Il pentimento perenne di Roberto Saviano ormai è un genere televisivo, un topos mediatico. L’autore di Gomorra non lascia passare intervista (o post sui social) senza sottolineare quanto il suo bestseller gli abbia rovinato la vita, trasformandolo in un uomo con un bersaglio cucito sulla schiena. La camorra lo ha messo nel mirino, lui passa i giorni circondato dalla scorta, senza più una esistenza affettiva normale. Tutto vero, e dolore più che comprensibile. Il guaio è che spesso a sinistra c’è chi vuole sfruttare questa condizione per farlo passare come intoccabile. E l’ennesima intervista (compiacente) organizzata domenica dall’amico Fabio Fazio a Che tempo che fa, sul Nove, ne è l’ultimo esempio.
Premessa: Saviano aveva definito Matteo Salvini «ministro della malavita», era stato querelato dal leader della Lega ed è stato assolto dal Tribunale. Nessuna diffamazione. In tanti hanno letto la sentenza come un via libera all’insulto politico. Per Saviano la questione è opposta: «Portare gli scrittori, gli intellettuali, i giornalisti in tribunale da parte di un ministro è un atto assolutamente autoritario. In questi anni le prime pagine che sono state utilizzate, spese contro di me, hanno reso ordinario l’attacco del potere politico verso un intellettuale che non ha nessun altro potere se non la sua firma, le sue parole, i lettori, se ce li ha. È sproporzionato».

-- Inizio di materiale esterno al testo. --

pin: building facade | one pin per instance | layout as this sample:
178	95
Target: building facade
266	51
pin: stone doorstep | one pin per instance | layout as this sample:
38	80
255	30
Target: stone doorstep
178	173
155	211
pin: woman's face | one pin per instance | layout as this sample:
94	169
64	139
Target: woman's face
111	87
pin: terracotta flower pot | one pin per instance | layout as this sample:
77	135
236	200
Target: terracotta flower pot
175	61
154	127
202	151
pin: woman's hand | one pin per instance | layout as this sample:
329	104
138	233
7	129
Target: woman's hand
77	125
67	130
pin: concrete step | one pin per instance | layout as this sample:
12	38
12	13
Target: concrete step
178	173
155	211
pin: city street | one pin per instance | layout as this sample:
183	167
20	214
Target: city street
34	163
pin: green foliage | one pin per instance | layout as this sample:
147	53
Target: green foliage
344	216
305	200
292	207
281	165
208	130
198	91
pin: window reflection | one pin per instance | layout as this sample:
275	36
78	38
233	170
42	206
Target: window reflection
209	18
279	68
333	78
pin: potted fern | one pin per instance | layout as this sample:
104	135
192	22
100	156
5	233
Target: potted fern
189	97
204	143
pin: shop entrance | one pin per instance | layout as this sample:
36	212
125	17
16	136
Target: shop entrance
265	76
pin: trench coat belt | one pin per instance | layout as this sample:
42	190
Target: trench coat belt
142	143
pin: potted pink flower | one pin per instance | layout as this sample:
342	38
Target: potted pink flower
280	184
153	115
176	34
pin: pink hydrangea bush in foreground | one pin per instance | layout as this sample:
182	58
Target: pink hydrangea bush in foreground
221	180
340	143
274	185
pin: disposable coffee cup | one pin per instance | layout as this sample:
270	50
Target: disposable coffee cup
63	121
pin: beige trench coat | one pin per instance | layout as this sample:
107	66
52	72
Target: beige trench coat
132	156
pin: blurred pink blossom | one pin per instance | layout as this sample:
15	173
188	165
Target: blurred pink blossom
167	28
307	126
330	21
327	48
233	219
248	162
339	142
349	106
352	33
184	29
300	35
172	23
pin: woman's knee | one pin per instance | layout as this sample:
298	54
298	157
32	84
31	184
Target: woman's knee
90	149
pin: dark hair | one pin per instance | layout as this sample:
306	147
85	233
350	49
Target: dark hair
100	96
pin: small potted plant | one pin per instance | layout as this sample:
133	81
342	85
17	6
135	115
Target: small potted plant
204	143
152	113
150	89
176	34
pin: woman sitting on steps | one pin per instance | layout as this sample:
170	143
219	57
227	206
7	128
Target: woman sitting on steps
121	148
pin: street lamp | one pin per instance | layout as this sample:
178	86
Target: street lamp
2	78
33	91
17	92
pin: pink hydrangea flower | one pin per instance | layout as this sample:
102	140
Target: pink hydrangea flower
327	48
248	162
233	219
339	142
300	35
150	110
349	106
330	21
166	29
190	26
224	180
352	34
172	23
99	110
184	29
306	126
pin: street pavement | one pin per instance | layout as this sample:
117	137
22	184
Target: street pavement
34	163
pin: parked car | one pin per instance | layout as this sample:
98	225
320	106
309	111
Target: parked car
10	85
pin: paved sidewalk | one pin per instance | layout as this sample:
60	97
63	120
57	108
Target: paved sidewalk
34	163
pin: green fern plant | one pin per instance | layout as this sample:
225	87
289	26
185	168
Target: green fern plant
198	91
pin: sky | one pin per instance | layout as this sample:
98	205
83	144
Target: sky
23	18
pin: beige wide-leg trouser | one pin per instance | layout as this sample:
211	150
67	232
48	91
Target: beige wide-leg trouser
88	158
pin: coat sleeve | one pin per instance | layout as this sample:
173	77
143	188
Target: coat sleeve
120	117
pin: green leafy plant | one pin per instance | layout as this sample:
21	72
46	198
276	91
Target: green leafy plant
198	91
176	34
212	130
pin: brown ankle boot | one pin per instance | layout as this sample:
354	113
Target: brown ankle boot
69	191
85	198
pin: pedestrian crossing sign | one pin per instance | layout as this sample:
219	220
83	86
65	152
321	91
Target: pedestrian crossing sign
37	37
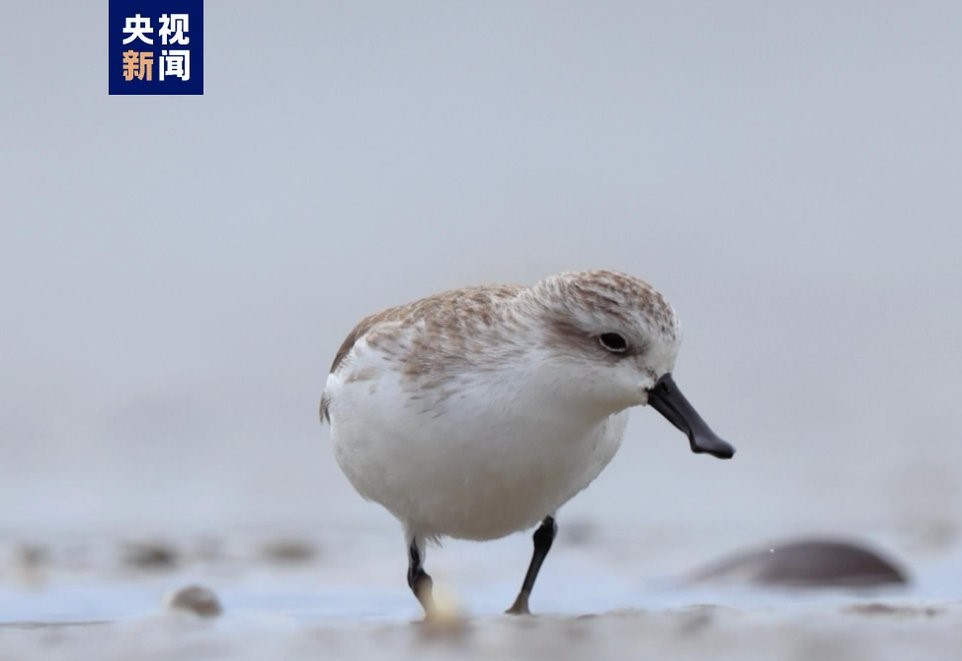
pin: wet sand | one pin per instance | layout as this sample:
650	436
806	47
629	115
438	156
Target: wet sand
296	597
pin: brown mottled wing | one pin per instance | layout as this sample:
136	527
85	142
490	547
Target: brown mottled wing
457	304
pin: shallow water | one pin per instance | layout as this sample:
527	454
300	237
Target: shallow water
345	591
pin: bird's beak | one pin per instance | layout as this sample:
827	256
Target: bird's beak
666	398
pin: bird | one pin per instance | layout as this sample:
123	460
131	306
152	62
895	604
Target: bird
478	412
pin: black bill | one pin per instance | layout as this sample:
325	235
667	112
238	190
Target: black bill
666	398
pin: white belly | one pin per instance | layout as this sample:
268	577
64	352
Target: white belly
478	466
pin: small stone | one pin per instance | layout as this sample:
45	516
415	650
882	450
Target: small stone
194	599
150	555
289	551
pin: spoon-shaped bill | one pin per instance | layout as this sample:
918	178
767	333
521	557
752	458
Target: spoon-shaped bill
666	398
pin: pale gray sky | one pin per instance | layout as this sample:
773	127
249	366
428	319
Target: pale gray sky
176	273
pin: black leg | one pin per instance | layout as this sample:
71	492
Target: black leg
418	579
543	537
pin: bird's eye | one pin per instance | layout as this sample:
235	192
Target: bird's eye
613	342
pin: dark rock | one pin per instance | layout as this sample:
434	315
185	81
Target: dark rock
809	563
150	555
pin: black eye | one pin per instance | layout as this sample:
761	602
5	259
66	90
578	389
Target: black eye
613	342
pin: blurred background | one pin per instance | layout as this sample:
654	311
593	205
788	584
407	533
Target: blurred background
176	273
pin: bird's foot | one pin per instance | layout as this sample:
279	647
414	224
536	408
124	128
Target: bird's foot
520	605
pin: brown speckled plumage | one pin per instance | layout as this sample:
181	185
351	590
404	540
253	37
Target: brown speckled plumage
475	329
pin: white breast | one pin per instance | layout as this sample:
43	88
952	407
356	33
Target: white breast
485	455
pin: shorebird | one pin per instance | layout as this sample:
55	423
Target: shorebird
478	412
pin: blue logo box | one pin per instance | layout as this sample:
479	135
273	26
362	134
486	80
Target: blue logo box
155	47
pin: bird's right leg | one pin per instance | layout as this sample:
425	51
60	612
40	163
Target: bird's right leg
418	579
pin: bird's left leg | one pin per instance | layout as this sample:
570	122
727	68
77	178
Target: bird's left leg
543	537
418	579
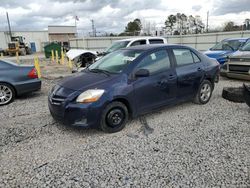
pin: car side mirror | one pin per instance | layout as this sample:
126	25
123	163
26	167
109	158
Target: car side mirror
142	73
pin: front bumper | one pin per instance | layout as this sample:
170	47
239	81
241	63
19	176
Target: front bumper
75	114
241	76
28	86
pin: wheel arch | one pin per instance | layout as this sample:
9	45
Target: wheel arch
126	103
11	86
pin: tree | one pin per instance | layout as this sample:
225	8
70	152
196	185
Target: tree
170	22
134	27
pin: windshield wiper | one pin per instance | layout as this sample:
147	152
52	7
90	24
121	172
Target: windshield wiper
100	71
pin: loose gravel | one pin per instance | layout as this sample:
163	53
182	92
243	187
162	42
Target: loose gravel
186	145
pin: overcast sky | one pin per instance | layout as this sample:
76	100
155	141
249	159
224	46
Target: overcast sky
113	15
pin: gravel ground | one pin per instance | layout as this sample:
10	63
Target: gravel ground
182	146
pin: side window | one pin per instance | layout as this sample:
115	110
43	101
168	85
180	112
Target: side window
196	58
155	62
183	56
156	41
139	42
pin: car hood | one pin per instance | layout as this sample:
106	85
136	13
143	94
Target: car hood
74	53
85	80
240	54
216	53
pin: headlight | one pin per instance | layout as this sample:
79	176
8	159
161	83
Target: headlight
91	95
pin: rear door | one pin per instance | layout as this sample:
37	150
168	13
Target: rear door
159	88
138	42
190	72
156	41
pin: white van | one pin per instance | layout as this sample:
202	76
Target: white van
135	42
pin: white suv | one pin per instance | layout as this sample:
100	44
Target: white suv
134	42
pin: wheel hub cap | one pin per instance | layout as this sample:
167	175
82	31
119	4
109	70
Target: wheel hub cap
115	117
5	94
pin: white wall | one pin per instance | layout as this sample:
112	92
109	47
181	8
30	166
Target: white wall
39	37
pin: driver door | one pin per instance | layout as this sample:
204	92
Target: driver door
157	89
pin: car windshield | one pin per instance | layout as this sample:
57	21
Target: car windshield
246	47
117	45
115	62
228	45
6	62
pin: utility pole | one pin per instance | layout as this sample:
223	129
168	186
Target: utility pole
9	25
207	20
93	28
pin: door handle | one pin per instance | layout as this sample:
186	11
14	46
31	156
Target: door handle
171	77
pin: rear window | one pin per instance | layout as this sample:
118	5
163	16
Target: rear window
183	56
156	41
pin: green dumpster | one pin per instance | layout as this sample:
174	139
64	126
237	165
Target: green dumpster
52	46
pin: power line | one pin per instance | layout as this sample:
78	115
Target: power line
207	20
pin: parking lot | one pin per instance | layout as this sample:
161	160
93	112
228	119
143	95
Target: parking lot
185	145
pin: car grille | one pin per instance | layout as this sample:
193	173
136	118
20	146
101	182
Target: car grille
239	68
12	46
57	100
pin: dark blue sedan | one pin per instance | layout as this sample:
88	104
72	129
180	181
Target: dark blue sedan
16	80
131	82
226	47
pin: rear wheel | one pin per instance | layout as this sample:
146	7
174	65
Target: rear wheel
114	117
7	94
204	93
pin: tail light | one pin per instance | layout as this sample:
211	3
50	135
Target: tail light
33	73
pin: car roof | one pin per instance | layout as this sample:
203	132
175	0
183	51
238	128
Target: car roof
151	46
141	38
228	39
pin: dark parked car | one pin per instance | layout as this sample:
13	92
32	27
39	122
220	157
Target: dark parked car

«Questa vittoria - prosegue in studio - ha permesso di difendere la possibilità di criticare radicalmente il potere politico». Tuttavia si dice “disilluso”: «Credevo che la parola potesse effettivamente ottenere la solidarietà come un atto ordinario e non eccezionale e che la politica, vedendo la luce, potesse davvero trasformare le cose. E invece no, essere disillusi significa che adesso so le conseguenze delle parole spese, ma ne conservo comunque la responsabilità. Non ho perso la consapevolezza della necessità di raccontare e della possibilità incredibile di chi ascolta, perché nel momento in cui qualcuno si prende del tempo e ascolta queste storie, lui stesso, lei stessa diventa mezzo di trasformazione. Ma so benissimo che c'è sempre un prezzo da pagare, forse mi sono un po’ stancato di pagarlo». L’ostensione del martire, però, evidentemente paga ancora. Eccome.